Find the Tension in a Flexible Chain Resting on a Cone

[tobix10]

Homework Statement

A loop of flexible chain, of total weight W, rests on a smooth, frictionless right circular cone of base radius r and height h. The chain rests in a horizontal circle on the cone, whose axis is vertical.
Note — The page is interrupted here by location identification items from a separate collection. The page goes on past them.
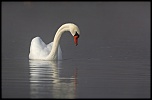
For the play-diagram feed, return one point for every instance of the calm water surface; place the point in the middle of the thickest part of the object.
(112, 59)
(92, 78)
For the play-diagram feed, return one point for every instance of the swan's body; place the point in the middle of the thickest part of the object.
(52, 51)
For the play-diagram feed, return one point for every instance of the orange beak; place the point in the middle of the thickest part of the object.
(76, 40)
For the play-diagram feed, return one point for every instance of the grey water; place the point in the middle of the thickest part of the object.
(112, 59)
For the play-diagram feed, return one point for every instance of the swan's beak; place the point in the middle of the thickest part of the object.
(76, 40)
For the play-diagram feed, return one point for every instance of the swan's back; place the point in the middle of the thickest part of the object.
(39, 50)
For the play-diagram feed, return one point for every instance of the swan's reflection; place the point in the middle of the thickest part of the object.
(46, 80)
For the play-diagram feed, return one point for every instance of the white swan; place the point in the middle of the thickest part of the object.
(40, 51)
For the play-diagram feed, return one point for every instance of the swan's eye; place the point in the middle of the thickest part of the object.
(76, 34)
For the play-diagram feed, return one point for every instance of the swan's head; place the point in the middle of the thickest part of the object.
(75, 32)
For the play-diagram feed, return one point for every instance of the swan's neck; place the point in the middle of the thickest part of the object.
(53, 54)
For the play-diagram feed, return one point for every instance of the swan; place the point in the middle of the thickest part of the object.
(52, 51)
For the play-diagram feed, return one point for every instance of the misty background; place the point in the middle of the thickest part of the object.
(102, 24)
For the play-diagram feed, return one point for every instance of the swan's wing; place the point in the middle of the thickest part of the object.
(49, 46)
(38, 49)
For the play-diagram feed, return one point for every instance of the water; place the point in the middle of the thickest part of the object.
(112, 59)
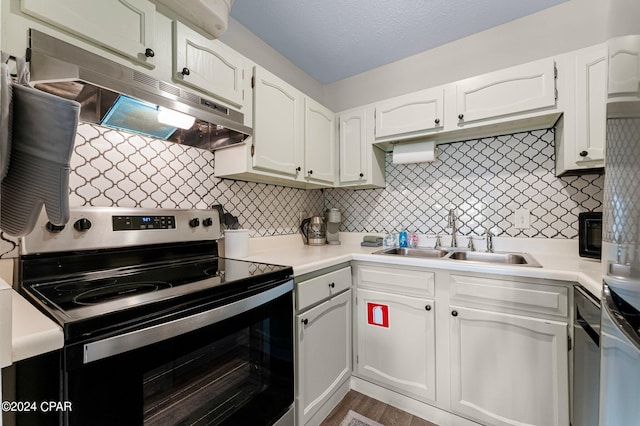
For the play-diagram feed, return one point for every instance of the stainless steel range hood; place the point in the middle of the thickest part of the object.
(119, 97)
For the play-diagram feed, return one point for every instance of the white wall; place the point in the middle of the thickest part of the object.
(568, 26)
(247, 43)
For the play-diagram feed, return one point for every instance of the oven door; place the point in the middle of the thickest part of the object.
(229, 365)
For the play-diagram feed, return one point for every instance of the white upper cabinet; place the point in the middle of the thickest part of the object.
(624, 67)
(319, 143)
(581, 132)
(514, 90)
(124, 26)
(361, 164)
(352, 138)
(207, 65)
(591, 106)
(278, 137)
(409, 115)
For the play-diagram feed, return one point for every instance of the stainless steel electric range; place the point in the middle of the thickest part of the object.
(158, 329)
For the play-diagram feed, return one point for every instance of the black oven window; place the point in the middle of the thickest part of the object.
(235, 372)
(200, 387)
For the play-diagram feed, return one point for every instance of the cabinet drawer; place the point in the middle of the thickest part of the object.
(405, 281)
(317, 289)
(510, 295)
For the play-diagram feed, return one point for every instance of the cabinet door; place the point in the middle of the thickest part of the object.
(509, 370)
(319, 143)
(624, 66)
(591, 106)
(396, 342)
(415, 112)
(353, 141)
(125, 26)
(277, 125)
(207, 65)
(324, 353)
(510, 91)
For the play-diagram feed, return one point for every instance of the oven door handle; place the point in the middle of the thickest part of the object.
(139, 338)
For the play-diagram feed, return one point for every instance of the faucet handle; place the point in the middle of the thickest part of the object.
(489, 238)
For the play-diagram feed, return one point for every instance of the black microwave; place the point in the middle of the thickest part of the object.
(590, 234)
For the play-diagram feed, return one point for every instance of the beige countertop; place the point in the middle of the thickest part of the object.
(32, 333)
(559, 258)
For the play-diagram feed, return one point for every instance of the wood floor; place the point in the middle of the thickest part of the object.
(373, 409)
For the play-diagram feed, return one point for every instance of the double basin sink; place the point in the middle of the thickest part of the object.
(515, 259)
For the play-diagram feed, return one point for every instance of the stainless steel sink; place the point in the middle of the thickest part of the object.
(521, 259)
(512, 259)
(413, 252)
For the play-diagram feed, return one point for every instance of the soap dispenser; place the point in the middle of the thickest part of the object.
(403, 239)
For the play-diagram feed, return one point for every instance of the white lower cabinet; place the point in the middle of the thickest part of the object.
(396, 342)
(508, 369)
(501, 344)
(323, 345)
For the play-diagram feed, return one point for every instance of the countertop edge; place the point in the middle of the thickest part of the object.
(33, 333)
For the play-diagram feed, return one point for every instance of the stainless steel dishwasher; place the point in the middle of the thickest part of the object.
(586, 358)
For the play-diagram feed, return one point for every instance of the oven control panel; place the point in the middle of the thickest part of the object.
(91, 228)
(139, 223)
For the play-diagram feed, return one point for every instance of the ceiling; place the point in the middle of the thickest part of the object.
(334, 39)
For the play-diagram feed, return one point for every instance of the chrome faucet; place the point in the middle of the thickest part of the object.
(489, 237)
(451, 223)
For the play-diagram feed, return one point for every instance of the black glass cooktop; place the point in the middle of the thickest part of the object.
(104, 289)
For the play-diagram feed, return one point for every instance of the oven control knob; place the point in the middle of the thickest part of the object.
(54, 229)
(82, 225)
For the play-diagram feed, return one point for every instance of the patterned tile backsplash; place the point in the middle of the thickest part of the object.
(111, 168)
(485, 180)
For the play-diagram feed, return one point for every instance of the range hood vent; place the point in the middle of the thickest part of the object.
(119, 97)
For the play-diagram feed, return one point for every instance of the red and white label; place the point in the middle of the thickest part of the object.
(378, 315)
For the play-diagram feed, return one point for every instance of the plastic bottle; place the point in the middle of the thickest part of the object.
(403, 240)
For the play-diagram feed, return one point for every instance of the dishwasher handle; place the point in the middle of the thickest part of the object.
(593, 334)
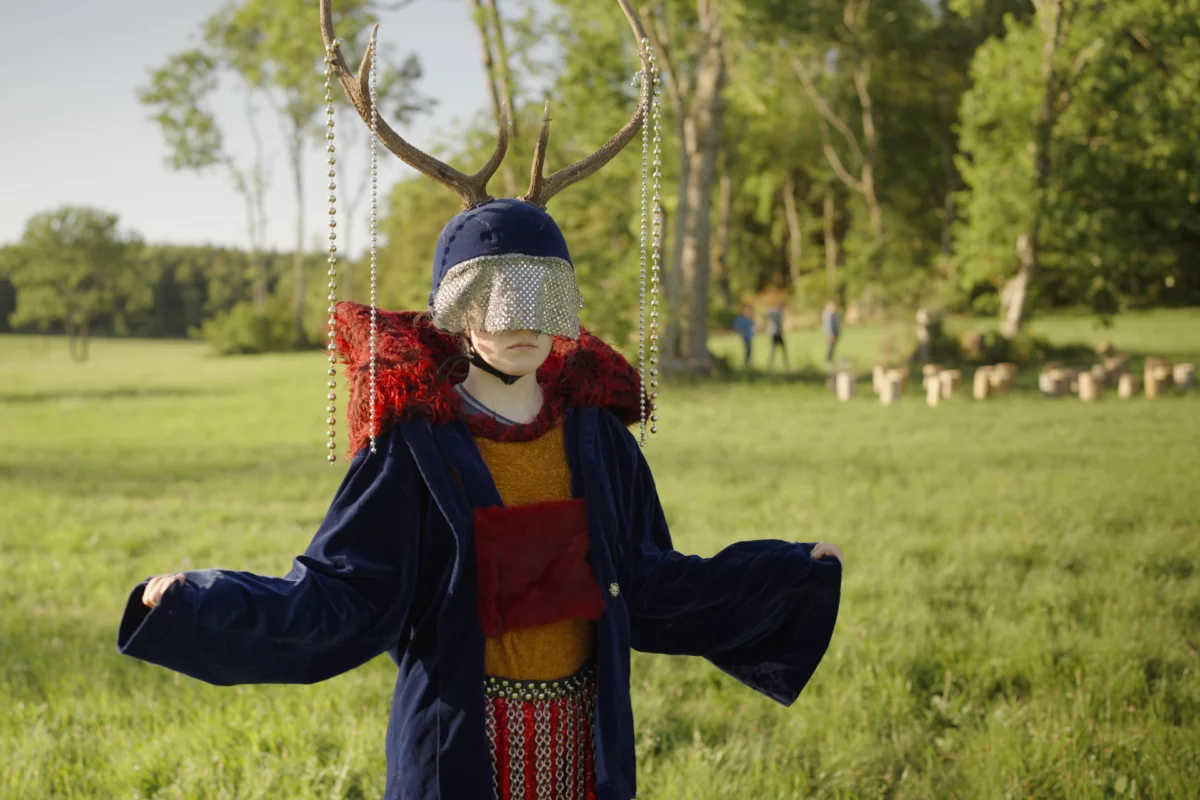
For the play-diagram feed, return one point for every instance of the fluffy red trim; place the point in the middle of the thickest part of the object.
(533, 565)
(415, 376)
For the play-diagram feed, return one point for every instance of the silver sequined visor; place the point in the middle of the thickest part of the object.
(510, 293)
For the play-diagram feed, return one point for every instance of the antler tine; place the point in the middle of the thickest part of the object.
(539, 157)
(543, 188)
(472, 188)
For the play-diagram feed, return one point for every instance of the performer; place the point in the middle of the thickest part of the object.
(498, 531)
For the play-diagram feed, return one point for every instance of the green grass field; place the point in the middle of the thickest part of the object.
(1020, 614)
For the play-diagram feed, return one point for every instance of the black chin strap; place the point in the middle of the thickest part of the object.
(478, 360)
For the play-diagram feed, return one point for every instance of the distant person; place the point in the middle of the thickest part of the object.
(832, 328)
(744, 326)
(775, 331)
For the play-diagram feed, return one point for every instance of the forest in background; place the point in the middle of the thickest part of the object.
(991, 157)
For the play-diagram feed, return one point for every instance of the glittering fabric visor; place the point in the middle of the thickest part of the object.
(510, 293)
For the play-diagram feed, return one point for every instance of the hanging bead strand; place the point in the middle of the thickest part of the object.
(330, 323)
(375, 232)
(655, 112)
(643, 388)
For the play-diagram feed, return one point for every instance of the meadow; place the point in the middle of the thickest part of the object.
(1020, 613)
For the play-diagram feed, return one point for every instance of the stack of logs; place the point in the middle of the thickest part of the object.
(1055, 380)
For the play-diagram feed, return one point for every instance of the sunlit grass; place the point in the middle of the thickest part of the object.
(1021, 608)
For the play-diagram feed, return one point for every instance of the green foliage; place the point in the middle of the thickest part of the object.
(247, 329)
(1030, 635)
(72, 270)
(1123, 199)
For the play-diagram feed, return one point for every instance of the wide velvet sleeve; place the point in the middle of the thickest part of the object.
(345, 601)
(761, 611)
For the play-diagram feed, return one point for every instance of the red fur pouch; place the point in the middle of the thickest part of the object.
(533, 565)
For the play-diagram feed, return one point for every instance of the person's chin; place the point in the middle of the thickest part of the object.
(520, 364)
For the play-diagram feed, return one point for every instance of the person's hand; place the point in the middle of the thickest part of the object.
(157, 587)
(823, 551)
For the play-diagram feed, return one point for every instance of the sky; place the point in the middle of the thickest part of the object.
(78, 134)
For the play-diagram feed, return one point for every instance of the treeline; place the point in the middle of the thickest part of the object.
(978, 156)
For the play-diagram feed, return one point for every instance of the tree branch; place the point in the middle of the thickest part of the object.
(661, 44)
(863, 86)
(823, 109)
(845, 176)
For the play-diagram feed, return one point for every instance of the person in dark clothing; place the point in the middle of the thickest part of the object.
(775, 331)
(831, 324)
(744, 326)
(498, 533)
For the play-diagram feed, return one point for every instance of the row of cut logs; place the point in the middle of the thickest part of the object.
(1055, 380)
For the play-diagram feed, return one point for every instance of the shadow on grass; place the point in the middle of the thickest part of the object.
(150, 479)
(125, 392)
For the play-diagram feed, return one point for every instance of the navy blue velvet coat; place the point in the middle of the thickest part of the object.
(391, 570)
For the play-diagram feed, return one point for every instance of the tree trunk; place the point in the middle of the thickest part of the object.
(298, 271)
(706, 130)
(1014, 298)
(724, 214)
(493, 84)
(795, 234)
(672, 343)
(83, 340)
(831, 241)
(871, 148)
(1015, 295)
(502, 54)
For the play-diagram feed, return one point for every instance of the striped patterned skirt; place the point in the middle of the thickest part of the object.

Find the tension in the chain.

Homework Equations

Virtual work, but I've done it with Newton's $F = ma$.

The Attempt at a Solution

I considered a part of a chain that spread on an arch of angle $\Delta \theta$ (angle is very small) The forces $T$ on each end of arch exert horizontal force $2T \sin(\frac{\Delta \theta}{2})$ which has to be equalized by horizontal component $N_{x}$ of normal force.
Equations are:
$N_{x} = T \Delta \theta$
$N_{y} = W \frac{\Delta \theta}{2 \pi}$
$\frac{N_{x}}{N_{y}} = \frac{h}{r}$
Solution is:
$T = \frac{W}{2 \pi} \cdot \frac{h}{r}$

Is this answer correct? Any tips how to handle this problem using principle of virtual work?

 

[andrewkirk]

Hello tobix and welcome to physicsforums.

My answer matches yours.

Why do you want to use virtual work? The problem is a static one, and virtual work typically involves movement, or at least potential movement. It might be useful if they had asked you to prove that the described configuration has the lowest potential energy. But they haven't asked you to do that.

 

[tobix10]

I was told to use virtual work principle, but I don't see any starting point. Nevertheless I am going to stick with static solution. Thank you for your answer.